This is a book of two halves: part memoir, part writing advice. When I first read it, about ten years ago, I think I was so desperate for someone to tell me how to be a writer that I skipped all the memoir stuff and just went straight for the advice. The only part that I remembered was the advice to “write with the door shut”, i.e. not to show the work to anyone or even talk much about it while you’re working on the first draft. Later on, other people’s perspectives are useful, but in the first draft you don’t want to over-analyse things – you want to get it down. I think I only remembered this because I am quite secretive by nature and it gave me a justification for being secretive: “Well, Stephen King said….”
This time around, I read the book from start to finish, and I have to say it was much better. The context of his life story helped to put the advice in perspective, and it was also good to think of Stephen King not as the massively successful bestselling author he is now, but as a guy trying to cobble together a living working in a laundry and all kinds of other places, and then getting a phone call one day telling him the paperback rights for his first novel Carrie had sold for $400,000.
I was still standing in the doorway, looking across the living room toward our bedroom and the crib where Joe slept. Our place on Stanford Street rented for ninety dollars a month and this man I’d only met once face to face was telling me I’d just won the lottery. The strength went out of my legs. I didn’t fall, exactly, but I kind of whooshed down to a sitting position there in the doorway.
Later he tells his wife Tabby about it:
I took her by the shoulders. I told her about the paperback sale. She didn’t appear to understand. I told her again. Tabby looked over my shoulder at our shitty four-room apartment, just as I had, and began to cry.
Another part of the memoir that I liked was seeing how, throughout his childhood, little Stevie King was attracted to horror stories, but his teachers, seeing his writing talent, told him to write proper stories, more literary stories. It’s apparently something he’s been hearing from critics ever since, but he’s stuck to doing what he likes and has been very successful at it. I think it’s an admirable example. I also think it’s interesting that someone as successful as Stephen King still feels the need to justify himself in a book on writing. It comes across several times in the book, this feeling of having to explain why, even though he’s not a real, literary writer, he still has a worthwhile opinion. I found it quite astonishing.

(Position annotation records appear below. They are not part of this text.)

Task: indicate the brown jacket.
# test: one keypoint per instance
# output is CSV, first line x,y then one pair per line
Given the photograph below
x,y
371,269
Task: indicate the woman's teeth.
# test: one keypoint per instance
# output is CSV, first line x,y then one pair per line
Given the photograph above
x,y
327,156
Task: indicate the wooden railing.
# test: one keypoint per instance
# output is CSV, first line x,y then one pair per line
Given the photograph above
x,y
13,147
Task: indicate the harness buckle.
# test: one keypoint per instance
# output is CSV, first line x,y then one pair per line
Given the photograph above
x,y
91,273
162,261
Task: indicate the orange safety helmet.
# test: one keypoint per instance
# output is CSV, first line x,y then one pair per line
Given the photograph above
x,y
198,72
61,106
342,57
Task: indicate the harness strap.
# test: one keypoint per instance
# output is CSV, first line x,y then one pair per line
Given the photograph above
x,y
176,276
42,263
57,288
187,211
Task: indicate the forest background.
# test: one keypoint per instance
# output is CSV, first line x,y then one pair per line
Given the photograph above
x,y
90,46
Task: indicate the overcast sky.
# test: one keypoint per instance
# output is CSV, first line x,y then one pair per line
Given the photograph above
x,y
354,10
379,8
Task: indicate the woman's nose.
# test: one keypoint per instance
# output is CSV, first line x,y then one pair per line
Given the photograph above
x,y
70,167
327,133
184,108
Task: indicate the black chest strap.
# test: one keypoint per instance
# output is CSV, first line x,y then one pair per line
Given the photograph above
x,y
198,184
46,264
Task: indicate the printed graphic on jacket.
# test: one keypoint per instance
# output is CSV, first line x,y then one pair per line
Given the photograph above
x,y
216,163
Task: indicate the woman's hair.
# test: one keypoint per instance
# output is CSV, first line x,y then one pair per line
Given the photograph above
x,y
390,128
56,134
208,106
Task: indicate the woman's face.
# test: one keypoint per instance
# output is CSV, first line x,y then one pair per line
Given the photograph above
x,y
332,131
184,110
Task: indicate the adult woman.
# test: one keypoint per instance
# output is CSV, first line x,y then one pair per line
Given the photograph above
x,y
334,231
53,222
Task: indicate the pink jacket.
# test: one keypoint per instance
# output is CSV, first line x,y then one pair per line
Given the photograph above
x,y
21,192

Another thing I didn’t know about was his alcoholism. He said for a while he justified his drinking by saying writers have to be sensitive to the world, and you have to drink to handle the existential horror, and besides, he could handle it. Then one day he realised he couldn’t, and it got to the point where his family had to intervene. He uses the desk in his room as a symbol of the change he made after he sobered up – before, he’d had a monstrosity of an old wooden desk, right in the middle of the room, and afterwards he had a small desk in the corner, with a living room suite in the middle where his kids could come and eat pizza and chat to him. This leads into his first piece of writing advice:
Put your desk in the corner, and every time you sit down there to write, remind yourself why it isn’t in the middle of the room. Life isn’t a support system for art. It’s the other way round.
Theoretically I agree with this advice, but I also note that it often comes from people who became successful by being obsessive about their art. Would they have been so successful if they had always put life before art? I don’t know. I think when you’re starting out, you have to pour a lot more into your art because it’s a lot harder to get a break. But I agree that at some point you do need to find a balance.
The rest of the advice is good stuff, dealing with the mechanics of writing, such as grammar, plot, character and so on. I have read quite a lot of writing books by now so not much of it was new to me, but probably the first time around, ten years ago, I got more out of it. Even now it’s good to re-read things like that as a reminder. Bad habits creep in easily.
One thing that really stuck out for me was when he gave an example of editing a manuscript, and was explaining why he cut out a part that, although it was good, slowed things down too much.
Certainly I couldn’t keep it in on the grounds that it’s good; it should be good, if I’m being paid to do it. What I’m not being paid to do is be self-indulgent.
This is beautifully expressed, and I have said it to myself a few times already as I edit the manuscript of my next novel. There were several paragraphs that I’d kept in, even though they didn’t feel quite right – they just seemed too good to cut. But with King’s advice in mind, I cut them, and trusted that I would come up with something equally good to replace them. The “kill your darlings” advice is something I’ve heard before, but something about the way he expressed it really resonated with me and allowed me to cut more freely and counter the “But it’s good…” voice in my head.
The book ends with an account of King being hit by a van as he’s walking along the edge of the road. The paramedic told him he’d be fine – later, after King had recovered, he admitted that from the extent of the injuries he’d thought he was a goner. I was expecting a little more insight to come out of this brush with death, but there was nothing in particular. He just slowly recovers and starts writing again. The book was written over several years, with the accident in the middle, and so perhaps it’s not surprising that it’s a bit disjointed. Overall there were more than enough good insights to justify the re-reading.